When asked specifically about the apparent shift in attitude regarding marches, Roopnaraine said the government has worked hard and overtime to criminalize street protests. This, he opined, was the case in 2001 and 2006 and he stated that the government kept linking protests with violence. He, however, emphasized that this initiative is one in the interest of peace.
Meanwhile, when quizzed about the legitimacy of the evidence, should Simels be acquitted by the US Court of the charges, the political leaders were adamant that the evidence would still be relevant.
The AFC’s Trotman said the evidence given was sworn testimony which only confirmed what persons locally already had some information about, a fact which Corbin supported.
Ramjattan contended that both the prosecution and defence have come up with evidence linking the Guyana government to Khan’s activities.
Trotman also opined that the Director of Public Prosecutions should have requested to see the files on certain matters and given advice for prosecution to be done here. He said that Khan’s decision to plead guilty had its own implications about what sort of activities went on locally adding that the will to prosecute is simply not here.
The ‘spy machine’ yesterday at Police HQ, Eve Leary. In background, Top Cop Henry Greene is returning to his office. 
The ‘spy machine’
The leaders were also asked about their attempts to ascertain, firstly from the US government whether it gave permission for the shipment of the surveillance equipment and secondly from Smith Myers as to whom from the Guyana Government had given permission for this transaction.
In response, Raphael Trotman said that back in 2002, when he was a member of the PNCR, he was aware that the then PNCR Leader Desmond Hoyte had written to both the US government and Smith Myers requesting information but it was not provided.
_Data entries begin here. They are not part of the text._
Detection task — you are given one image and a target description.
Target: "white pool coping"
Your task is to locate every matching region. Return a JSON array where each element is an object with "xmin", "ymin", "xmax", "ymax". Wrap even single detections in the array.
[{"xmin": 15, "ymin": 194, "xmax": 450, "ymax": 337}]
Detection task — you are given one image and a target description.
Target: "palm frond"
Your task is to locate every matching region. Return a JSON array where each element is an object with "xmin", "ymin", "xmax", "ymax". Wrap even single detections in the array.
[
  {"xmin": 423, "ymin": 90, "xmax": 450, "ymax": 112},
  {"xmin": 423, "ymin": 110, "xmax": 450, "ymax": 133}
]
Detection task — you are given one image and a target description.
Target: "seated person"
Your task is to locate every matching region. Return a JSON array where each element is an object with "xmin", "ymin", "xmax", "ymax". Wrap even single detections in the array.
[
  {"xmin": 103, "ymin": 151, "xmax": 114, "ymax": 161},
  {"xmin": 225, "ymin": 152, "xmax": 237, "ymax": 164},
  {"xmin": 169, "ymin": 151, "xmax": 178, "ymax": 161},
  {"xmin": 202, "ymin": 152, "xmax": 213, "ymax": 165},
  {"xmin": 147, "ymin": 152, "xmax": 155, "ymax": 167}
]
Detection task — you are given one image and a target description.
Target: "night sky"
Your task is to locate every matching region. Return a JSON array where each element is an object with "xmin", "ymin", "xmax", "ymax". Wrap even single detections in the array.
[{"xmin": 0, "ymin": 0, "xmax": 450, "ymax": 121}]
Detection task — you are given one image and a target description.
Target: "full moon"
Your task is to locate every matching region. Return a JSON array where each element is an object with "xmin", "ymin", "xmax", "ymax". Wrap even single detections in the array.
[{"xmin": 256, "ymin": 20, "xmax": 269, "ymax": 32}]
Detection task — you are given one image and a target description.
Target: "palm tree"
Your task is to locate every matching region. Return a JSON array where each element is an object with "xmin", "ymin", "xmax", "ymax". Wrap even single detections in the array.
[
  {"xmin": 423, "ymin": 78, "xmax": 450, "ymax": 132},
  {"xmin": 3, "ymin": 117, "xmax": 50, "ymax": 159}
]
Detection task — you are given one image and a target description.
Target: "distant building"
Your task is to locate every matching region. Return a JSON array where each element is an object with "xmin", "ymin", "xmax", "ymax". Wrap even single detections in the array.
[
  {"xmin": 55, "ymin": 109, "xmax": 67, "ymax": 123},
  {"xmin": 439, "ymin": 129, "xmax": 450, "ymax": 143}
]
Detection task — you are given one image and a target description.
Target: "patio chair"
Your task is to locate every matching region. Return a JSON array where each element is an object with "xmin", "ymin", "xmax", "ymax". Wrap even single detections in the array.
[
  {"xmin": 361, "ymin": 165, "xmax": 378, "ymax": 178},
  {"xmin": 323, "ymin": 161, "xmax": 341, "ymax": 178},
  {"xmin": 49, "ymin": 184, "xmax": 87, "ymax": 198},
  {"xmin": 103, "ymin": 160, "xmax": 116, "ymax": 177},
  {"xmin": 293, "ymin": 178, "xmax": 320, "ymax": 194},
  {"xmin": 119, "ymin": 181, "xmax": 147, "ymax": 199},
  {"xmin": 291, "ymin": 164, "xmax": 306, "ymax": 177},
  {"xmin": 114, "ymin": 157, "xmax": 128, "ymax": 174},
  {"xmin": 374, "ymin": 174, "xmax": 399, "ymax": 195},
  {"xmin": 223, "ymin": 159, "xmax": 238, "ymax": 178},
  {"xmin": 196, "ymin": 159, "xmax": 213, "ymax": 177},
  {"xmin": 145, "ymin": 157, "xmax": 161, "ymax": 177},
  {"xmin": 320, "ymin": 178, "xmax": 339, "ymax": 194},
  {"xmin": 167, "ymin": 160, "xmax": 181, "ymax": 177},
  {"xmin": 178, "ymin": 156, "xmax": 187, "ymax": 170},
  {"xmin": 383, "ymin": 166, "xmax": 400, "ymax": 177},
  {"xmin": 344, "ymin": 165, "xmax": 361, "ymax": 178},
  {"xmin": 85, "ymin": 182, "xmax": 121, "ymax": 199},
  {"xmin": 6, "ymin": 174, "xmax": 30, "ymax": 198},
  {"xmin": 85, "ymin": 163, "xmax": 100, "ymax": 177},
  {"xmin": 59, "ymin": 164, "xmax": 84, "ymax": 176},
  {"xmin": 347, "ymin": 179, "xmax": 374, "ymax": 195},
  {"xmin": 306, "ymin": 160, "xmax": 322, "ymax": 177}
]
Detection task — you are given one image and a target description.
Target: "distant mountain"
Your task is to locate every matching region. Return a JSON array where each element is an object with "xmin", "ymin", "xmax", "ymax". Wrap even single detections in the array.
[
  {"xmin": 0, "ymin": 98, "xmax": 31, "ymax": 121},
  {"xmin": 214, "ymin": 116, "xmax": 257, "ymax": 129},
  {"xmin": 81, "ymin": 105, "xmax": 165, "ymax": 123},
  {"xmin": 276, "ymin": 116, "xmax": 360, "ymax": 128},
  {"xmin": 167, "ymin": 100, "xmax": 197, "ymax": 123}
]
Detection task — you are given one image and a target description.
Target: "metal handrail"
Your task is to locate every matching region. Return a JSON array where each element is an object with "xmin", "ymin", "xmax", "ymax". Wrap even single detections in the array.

He said that Smith Myers acknowledged the request but said that it could not be answered for national security reasons.
However, he said the joint opposition will now make a fresh attempt to find this out from the relevant authorities.
Meanwhile, Ramjattan disclosed that the parties are currently trying to get from the Commissioner of Police information about Charles Chapman, who allegedly travelled to Guyana to train persons in the use of surveillance equipment. He said that they want to ascertain when he came to Guyana and how long he spent in the country. Ramjattan pointed out that immigration documentation should be able to supply this sort of information. Observers have noted that Chapman’s testimony could expose the entire conspiracy if he revealed who had handled his travel arrangements, who he had met while here and who he trained.